Vu le Film L’Homme aux Colts d’Or de Edward Dmytryck (1959) avec Henry Fonda Anthony Quinn Richard Widmark Dorothy Malone Dolores Michaels DeForest Kelley Frank Gorshin Whit Bissel
Fatigués de se faire régulièrement visiter par Abe McQuown et sa bande de hors-la-loi, les habitants de Warlock engagent Clay Blaisedell, réputé pour ses pistolets d'or et son habileté à les manier, comme shérif.
L’Homme aux colts d’or (Warlock, 1959) d’Edward Dmytryk est de ces westerns qui marquent durablement une mémoire de cinéphile, non pas seulement par leurs fusillades ou leur décor de poussière et de saloons, mais par la densité de leurs personnages. Je l’ai découvert dans mes années scouts, et cela me paraît révélateur : on comprend aisément comment la droiture et la stature d’Henry Fonda, silhouette droite comme un drapeau, pouvaient impressionner un jeune spectateur. Il incarne Clay Blaisdell, prévôt mercenaire, une sorte de justicier officiel qu’on appelle pour rétablir l’ordre dans une ville incapable de se défendre. Mais loin du héros unidimensionnel, Fonda compose une figure nuancée : un homme de principes, mais aussi de solitude, dont l’éthique parfois inflexible révèle une faille tragique.
L’histoire, simple en apparence, raconte la manière dont Warlock, petite bourgade terrorisée par les cow-boys d’Abbe (un clan de hors-la-loi menés par Richard Widmark dans un rôle tout en ambiguïtés), décide d’engager Blaisdell pour ramener la loi. Mais Dmytryk s’éloigne des canevas habituels. Car Blaisdell n’est pas seul : il arrive accompagné de son inséparable acolyte Tom Morgan (Anthony Quinn, charismatique et inquiétant). Morgan, qui se présente comme son “adjoint”, nourrit une admiration possessive pour Blaisdell, teintée de jalousie et de violence rentrée. Leur relation donne au film une profondeur presque shakespearienne, où la loyauté et la trahison se confondent.

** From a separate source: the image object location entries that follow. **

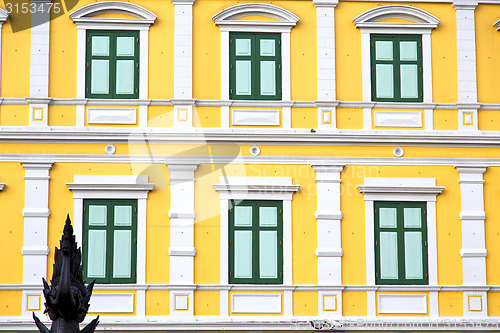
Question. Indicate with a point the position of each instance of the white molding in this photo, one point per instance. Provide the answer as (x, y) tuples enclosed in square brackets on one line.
[(255, 117), (402, 304), (87, 12), (256, 303), (472, 215), (420, 17), (281, 16), (112, 303), (397, 119), (422, 23), (112, 116), (400, 189)]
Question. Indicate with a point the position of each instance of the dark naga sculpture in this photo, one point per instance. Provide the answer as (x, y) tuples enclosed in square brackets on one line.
[(67, 298)]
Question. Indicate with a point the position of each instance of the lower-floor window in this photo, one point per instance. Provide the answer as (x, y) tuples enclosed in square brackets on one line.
[(256, 242), (110, 240), (400, 243)]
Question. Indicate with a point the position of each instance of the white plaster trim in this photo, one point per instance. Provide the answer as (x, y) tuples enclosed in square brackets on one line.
[(419, 16), (473, 253), (256, 303), (282, 15), (182, 251), (397, 119), (400, 189), (87, 12), (112, 116), (329, 252), (112, 303), (256, 117), (402, 304)]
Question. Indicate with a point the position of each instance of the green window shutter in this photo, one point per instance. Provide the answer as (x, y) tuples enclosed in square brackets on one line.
[(110, 240), (112, 64), (396, 68), (256, 242), (400, 243), (255, 66)]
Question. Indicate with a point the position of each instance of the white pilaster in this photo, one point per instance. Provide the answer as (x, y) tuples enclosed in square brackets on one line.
[(472, 215), (183, 48), (466, 50), (36, 213), (39, 66), (329, 215), (182, 250)]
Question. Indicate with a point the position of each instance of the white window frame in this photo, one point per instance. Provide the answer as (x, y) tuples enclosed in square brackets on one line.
[(422, 24), (256, 188), (85, 20), (283, 21), (400, 189), (114, 187)]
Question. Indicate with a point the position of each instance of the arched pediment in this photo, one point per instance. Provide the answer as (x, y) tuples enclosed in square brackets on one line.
[(416, 16), (87, 13), (234, 14)]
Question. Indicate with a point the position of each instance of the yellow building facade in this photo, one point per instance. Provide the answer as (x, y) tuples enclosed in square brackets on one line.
[(254, 166)]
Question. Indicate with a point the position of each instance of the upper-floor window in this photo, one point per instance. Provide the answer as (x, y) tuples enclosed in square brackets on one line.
[(112, 69), (255, 66), (396, 56), (110, 240), (400, 243), (396, 67), (256, 242)]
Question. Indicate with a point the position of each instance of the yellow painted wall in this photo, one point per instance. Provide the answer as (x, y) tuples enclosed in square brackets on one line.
[(450, 304), (157, 303), (62, 115), (305, 303), (494, 304), (487, 53), (11, 237), (206, 116), (350, 118), (11, 302), (304, 118), (446, 120), (488, 120), (354, 303), (206, 303), (353, 227)]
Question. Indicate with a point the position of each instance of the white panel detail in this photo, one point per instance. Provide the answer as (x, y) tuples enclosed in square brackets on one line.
[(398, 119), (112, 116), (112, 303), (256, 303), (256, 117), (396, 303)]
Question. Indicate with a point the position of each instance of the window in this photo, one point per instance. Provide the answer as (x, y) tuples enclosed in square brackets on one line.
[(396, 63), (400, 243), (110, 240), (112, 64), (256, 242), (255, 66)]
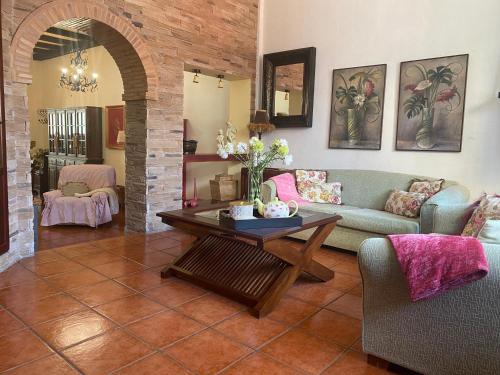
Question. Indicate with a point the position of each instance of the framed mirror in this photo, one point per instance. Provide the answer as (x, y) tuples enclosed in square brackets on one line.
[(288, 87)]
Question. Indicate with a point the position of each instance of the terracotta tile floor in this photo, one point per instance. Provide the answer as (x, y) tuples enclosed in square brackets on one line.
[(100, 307)]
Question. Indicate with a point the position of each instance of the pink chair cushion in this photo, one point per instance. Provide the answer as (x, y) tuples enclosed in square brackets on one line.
[(94, 175)]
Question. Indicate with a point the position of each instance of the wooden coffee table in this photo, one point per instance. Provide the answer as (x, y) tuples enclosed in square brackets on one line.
[(242, 264)]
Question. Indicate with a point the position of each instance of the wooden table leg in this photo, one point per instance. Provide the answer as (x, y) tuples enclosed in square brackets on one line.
[(267, 303)]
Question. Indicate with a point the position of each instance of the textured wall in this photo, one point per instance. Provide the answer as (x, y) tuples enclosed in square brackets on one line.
[(163, 36), (349, 33)]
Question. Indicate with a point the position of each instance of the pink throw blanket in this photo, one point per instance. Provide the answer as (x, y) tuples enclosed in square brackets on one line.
[(433, 264), (286, 190)]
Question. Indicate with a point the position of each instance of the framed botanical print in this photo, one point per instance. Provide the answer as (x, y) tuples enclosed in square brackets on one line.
[(431, 104), (357, 107), (115, 127)]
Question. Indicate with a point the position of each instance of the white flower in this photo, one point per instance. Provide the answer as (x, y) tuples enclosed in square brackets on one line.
[(359, 100), (222, 153), (253, 141), (241, 148), (283, 142), (422, 85)]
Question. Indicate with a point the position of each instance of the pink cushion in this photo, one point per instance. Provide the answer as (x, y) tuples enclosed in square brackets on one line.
[(286, 189), (94, 175)]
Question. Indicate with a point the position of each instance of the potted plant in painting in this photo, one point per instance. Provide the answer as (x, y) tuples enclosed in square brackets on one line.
[(434, 88), (357, 102)]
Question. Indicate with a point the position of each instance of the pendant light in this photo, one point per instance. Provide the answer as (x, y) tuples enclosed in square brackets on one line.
[(220, 85), (196, 77)]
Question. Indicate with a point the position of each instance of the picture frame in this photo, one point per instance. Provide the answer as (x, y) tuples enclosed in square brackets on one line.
[(115, 122), (431, 104), (357, 107)]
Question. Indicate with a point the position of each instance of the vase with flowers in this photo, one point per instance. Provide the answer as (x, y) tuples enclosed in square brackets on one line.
[(357, 101), (253, 155), (432, 87)]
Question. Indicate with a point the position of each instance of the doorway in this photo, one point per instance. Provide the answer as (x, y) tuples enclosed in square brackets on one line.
[(133, 95)]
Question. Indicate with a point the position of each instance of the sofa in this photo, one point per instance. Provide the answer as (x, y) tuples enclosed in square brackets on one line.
[(455, 333), (364, 194)]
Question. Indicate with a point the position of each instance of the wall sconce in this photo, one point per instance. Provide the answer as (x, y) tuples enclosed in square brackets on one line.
[(120, 137), (196, 77), (220, 85)]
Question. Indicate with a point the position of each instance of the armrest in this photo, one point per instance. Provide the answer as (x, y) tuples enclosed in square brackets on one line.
[(465, 318), (452, 194), (50, 196), (99, 196), (432, 221), (268, 191)]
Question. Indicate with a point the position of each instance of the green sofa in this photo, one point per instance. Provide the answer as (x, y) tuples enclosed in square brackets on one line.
[(364, 194), (456, 333)]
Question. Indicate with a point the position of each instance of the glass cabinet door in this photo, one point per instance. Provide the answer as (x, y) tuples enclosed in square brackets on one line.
[(81, 123), (52, 129), (71, 132), (61, 132)]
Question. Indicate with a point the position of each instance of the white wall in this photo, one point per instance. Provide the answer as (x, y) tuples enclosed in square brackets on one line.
[(350, 33), (208, 108), (45, 92)]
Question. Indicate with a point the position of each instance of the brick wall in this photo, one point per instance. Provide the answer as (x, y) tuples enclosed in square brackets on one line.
[(163, 36)]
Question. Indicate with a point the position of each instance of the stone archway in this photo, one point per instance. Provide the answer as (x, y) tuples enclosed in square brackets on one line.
[(137, 69)]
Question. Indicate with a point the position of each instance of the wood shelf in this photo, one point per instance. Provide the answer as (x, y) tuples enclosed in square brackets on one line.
[(200, 158)]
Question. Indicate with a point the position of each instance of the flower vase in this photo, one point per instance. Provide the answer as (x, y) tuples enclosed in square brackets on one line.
[(255, 179), (425, 135), (353, 127)]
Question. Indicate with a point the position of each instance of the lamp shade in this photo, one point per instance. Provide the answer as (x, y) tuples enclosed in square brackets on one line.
[(120, 137)]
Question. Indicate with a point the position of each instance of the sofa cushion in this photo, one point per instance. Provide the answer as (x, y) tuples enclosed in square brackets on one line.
[(490, 232), (370, 189), (488, 209), (427, 187), (368, 220), (382, 222), (405, 203)]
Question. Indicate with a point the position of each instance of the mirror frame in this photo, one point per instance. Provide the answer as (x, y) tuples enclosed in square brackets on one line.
[(307, 56)]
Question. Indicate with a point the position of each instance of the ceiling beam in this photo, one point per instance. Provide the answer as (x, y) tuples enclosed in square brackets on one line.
[(67, 48), (71, 34)]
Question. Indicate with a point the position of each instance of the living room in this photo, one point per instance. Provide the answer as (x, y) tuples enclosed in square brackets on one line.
[(396, 133)]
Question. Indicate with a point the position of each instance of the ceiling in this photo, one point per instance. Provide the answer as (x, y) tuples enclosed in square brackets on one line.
[(63, 38)]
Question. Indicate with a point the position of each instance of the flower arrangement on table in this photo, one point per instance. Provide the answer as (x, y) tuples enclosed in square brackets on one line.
[(253, 155)]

Ce qui frappe, c’est la richesse du scénario : chaque personnage a droit à un traitement complexe, que ce soit Dorothy Malone en figure féminine forte, apportant charme et gravité, ou Widmark, qui passe de l’ennemi juré à une forme d’allié inattendu, entre la poire et le fromage comme tu le dis si joliment. L’évolution de son personnage, Johnny Gannon, ancien hors-la-loi qui se range du côté de la loi, est l’une des plus belles réussites du film. À travers lui, le récit interroge la possibilité de la rédemption, sujet rarement abordé avec autant de subtilité dans le western classique.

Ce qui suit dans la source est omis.